Capital Port Erasmus
Government Colony of Hallandy
Exports Gold

Inhabitants of Mulvaine
Locations in Mulvaine
Organizations in Mulvaine
Settlements in Mulvaine

Mulvaine has long been mostly ignored by the colonial powers. Although Hallandy established Mulvaine as a colony, it was seen as not much more than a frozen wasteland with a few small ports along the coast. Few crops were grown and very few goods of any value were produced by the colony, and so it was nearly abandoned.

All of that changed when vast deposits of gold were discovered in Mulvaine's mountains. Hallandy quickly reestablished and fortified its ports, and established inland forts and frontier towns to extract the gold. The population swelled, forcing Mulvaine to import crops from Saldonia, but the rich gold veins were more than adequate to pay the bill.
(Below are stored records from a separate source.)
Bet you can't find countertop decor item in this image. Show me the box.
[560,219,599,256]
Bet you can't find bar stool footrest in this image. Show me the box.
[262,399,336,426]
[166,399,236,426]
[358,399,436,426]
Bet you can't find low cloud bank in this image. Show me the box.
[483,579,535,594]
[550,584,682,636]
Northern Mulvaine is relatively hospitable, with dense pine forests inland and scattered croplands near the coast. The largest cities in Mulvaine all lie along the northeastern coast, where ores and other exports are shipped back to Hallandy. A range of very high mountains runs down the center of Mulvaine; it was in these peaks that gold was first discovered. The peaks are constantly snowcovered, and explorers are often forced to navigate over glaciers and icefields.

As one goes further south, trees disappear and tundra dominates. The tundra is under a near-constant blanket of snow, and the natives have learned to eke out a meager existence here. These natives live in igloos, hunt whales and seals for sustinence, and fight off polar bears, wolves, and other predators. Colonists have seen the value of the whale oil, and so whaling vessels have become more and more common in the icy waters south of Mulvaine.
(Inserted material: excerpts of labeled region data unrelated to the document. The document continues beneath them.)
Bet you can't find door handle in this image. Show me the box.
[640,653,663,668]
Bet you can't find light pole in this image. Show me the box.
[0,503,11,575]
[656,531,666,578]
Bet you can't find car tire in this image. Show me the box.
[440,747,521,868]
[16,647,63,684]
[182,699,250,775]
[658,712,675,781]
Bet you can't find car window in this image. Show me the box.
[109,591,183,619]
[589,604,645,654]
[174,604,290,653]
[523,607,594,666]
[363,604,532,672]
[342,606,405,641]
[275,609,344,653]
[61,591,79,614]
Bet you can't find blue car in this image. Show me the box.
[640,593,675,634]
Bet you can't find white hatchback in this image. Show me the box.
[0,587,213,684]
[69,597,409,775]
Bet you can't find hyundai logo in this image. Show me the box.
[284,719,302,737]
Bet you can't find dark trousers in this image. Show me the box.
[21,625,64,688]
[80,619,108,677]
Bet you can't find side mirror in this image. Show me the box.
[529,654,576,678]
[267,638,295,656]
The northeastern port cities are quiet and reserved. Most of the inhabitants are happy just to put in a good days work and have food on their table. While a few of Hallandy's nobles have moved to Mulvaine's shores, they have for the most part left the opulent character of their home country behind, as it is most impractical in this climate.

The inland towns are a whole different story. Most sprang up seemingly overnight with the gold rush, and they are rowdy and lawless. Nearly every town is overrun with outlaws, claimjumpers, gambling dens, prostitutes, and drug runners. Miners are well paid for their work, but it always seems like living outside of the law would be a bit easier.